Optionally, the chip may include a memory, and the memory and the processor may be connected to the memory through a circuit or a wire. Further optionally, the chip further comprises a communication interface, and the processor is connected to the communication interface. The communication interface is used for receiving data and/or information needing to be processed, the processor acquires the data and/or information from the communication interface, processes the data and/or information, and outputs a processing result through the communication interface.
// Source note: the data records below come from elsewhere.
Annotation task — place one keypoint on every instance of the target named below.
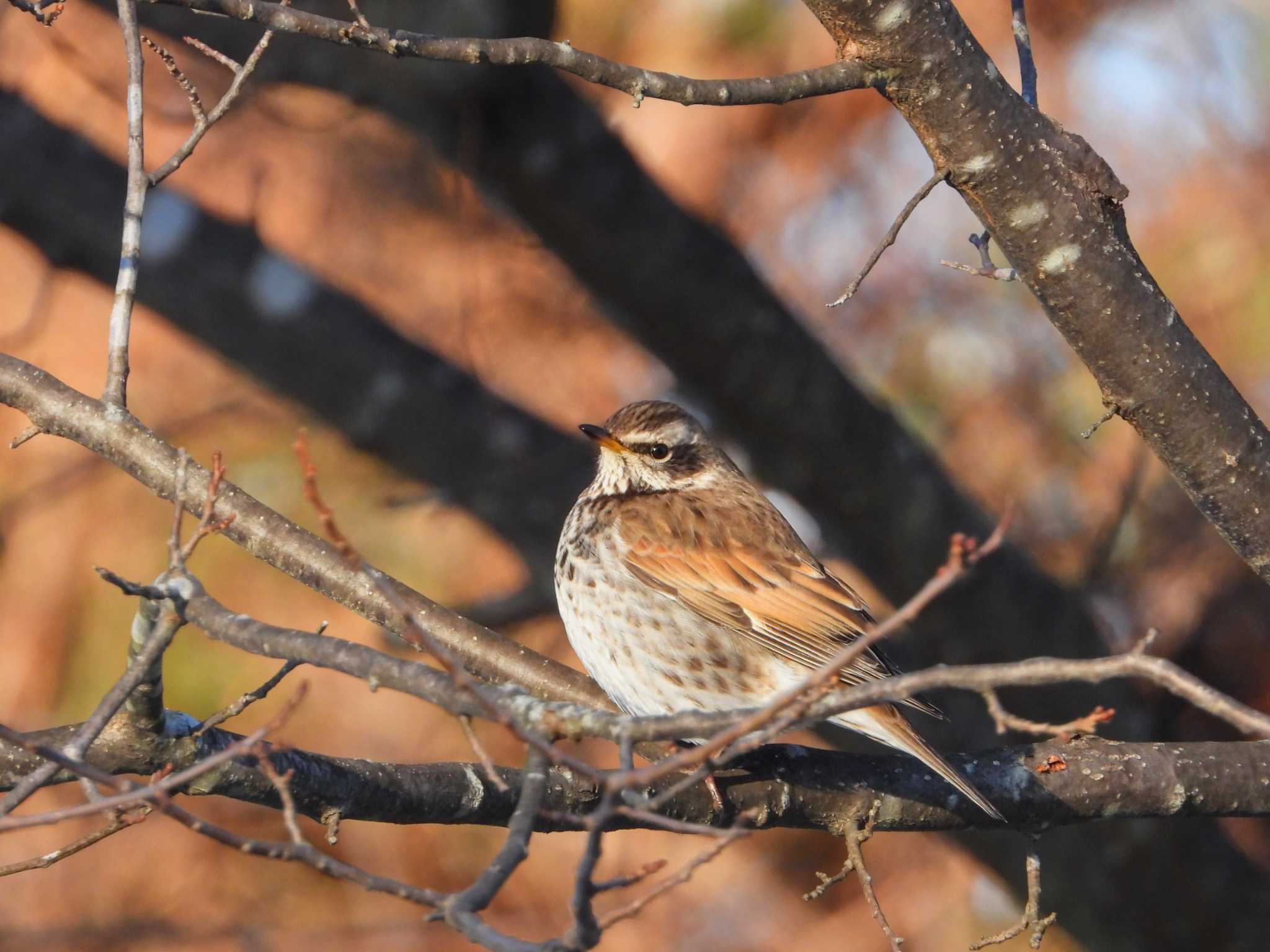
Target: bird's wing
(770, 591)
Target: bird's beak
(603, 437)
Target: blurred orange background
(1173, 94)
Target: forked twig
(1006, 721)
(889, 238)
(855, 862)
(1032, 917)
(738, 832)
The communication interface may be an input output interface.
In some implementations, some of the one or more processors may also implement some of the steps of the above method by means of dedicated hardware, for example, a process involving a neural network model may be implemented by a dedicated neural network processor or a graphics processor.
The method provided by the embodiment of the application can be realized by one chip or by cooperation of a plurality of chips.
Embodiments of the present application also provide a computer storage medium for storing computer software instructions for the computer device, which includes a program designed for executing the computer device.
The computer device may be an obstacle detection apparatus as described in the foregoing fig. 16.
The embodiment of the present application further provides a computer program product, which includes computer software instructions that can be loaded by a processor to implement the flow in the method shown in the foregoing embodiments.
The embodiment of the application also provides a vehicle, which comprises the obstacle detection device as described in the foregoing fig. 16.
It is clear to those skilled in the art that, for convenience and brevity of description, the specific working processes of the above-described systems, apparatuses and units may refer to the corresponding processes in the foregoing method embodiments, and are not described herein again.